New Zealand’s Department of Internal Affairs has revealed that its citizens spent NZ$2.33 billion (€1.39bn/US$1.71bn) on gambling in 2016 than compared to the previous year. This 5.7% increase in gambling spend was recorded over the course of the 2016-2017 tax year.
However, although the general trend is toward greater spending in the sector, not all gambling industry players enjoyed an uptake in their profits last year. Whilst Kiwi players are definitely playing and spending more on lotteries and non-casino gaming machines, sports betting and traditional casinos actually experienced a decrease in profits.
Lotteries & Machines Take Lion’s Share
According the New Zealand Department of Internal Affairs, the main contributors to this increase in expenditure were non-casino gaming machines. The Department defines non-casino gaming machines as partly or wholly electronically or mechanically operated devices used for gambling in venues other than casinos. Affectionately referred to “pokies”, these machines can usually be found in night clubs and hotels. Spending on non-casino machines went up by 3.1% to NZ$843 million over the period in question.
The greatest increase in gambling expenditure was seen in local lotteries, with players wagering NZ$395 (26.8%) more than in 2015-16. This massive increase was the result of significant changes to lotto games in the country during the period. These changes helped players to win more often and to enjoy larger “Powerball” prizes.
Casinos and Sports Betting Lose Out
In contrast to the increase in spend on lotteries and Pokies, there was actually a marked decrease in the amount spent on TAB racing, sports betting, and at land-based casinos over the 2016-17 tax year. Gamblers spent NZ$722 million (1.3% less than in the previous year) on TAB racing and sports betting and NZ$586 million (down 2.4%) at the country’s six casinos during this period.
Communities Reap the Benefits
Thanks to this NZ$125 million increase in expenditure, an estimated NZ$722 million (30.9% of total gambling spend) was invested into local communities.
Funds from non-casino gaming machines are provided to communities in two ways by the New Zealand government.

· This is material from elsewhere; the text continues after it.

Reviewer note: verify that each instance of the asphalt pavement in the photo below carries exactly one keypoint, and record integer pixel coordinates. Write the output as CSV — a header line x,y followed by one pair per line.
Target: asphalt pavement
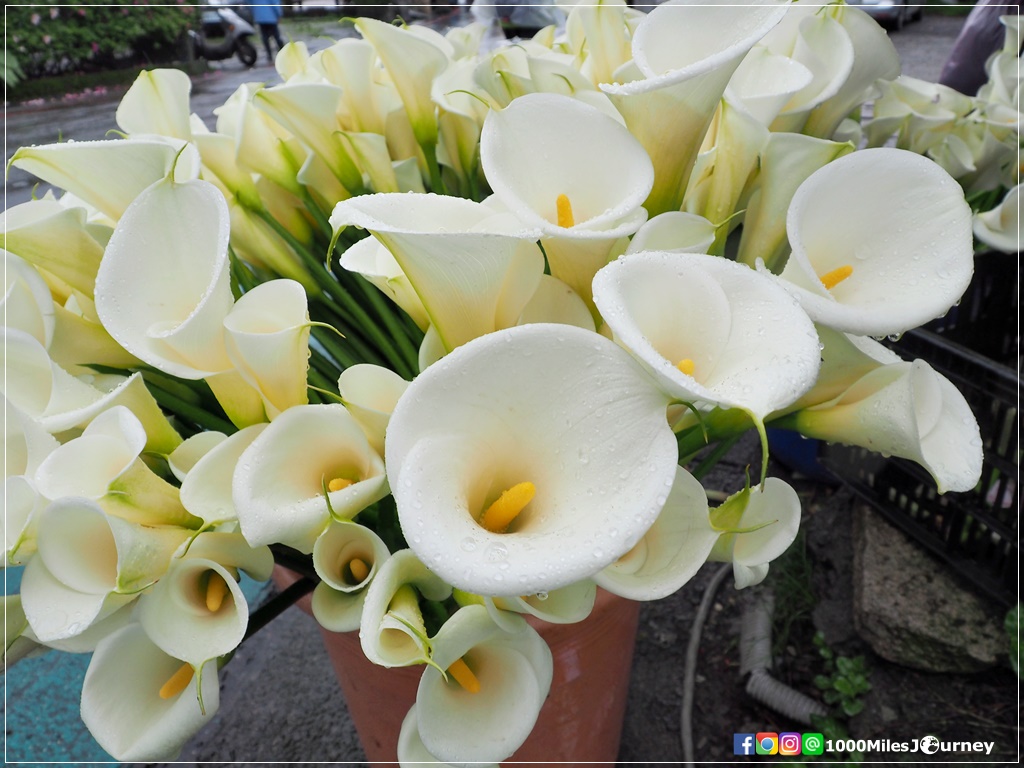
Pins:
x,y
280,699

The first is via grant arrangements with operators to distribute funds to various community groups. The second is the return of funds to operators like clubs and hotels to apply as they see fit.
Meanwhile, the profits from New Zealand’s publicly regulated lotteries are transferred to the New Zealand Lottery Grants Board (NZLGB). The NZLGB distributes these profits to fund sports, recreation, arts, and community projects in the country.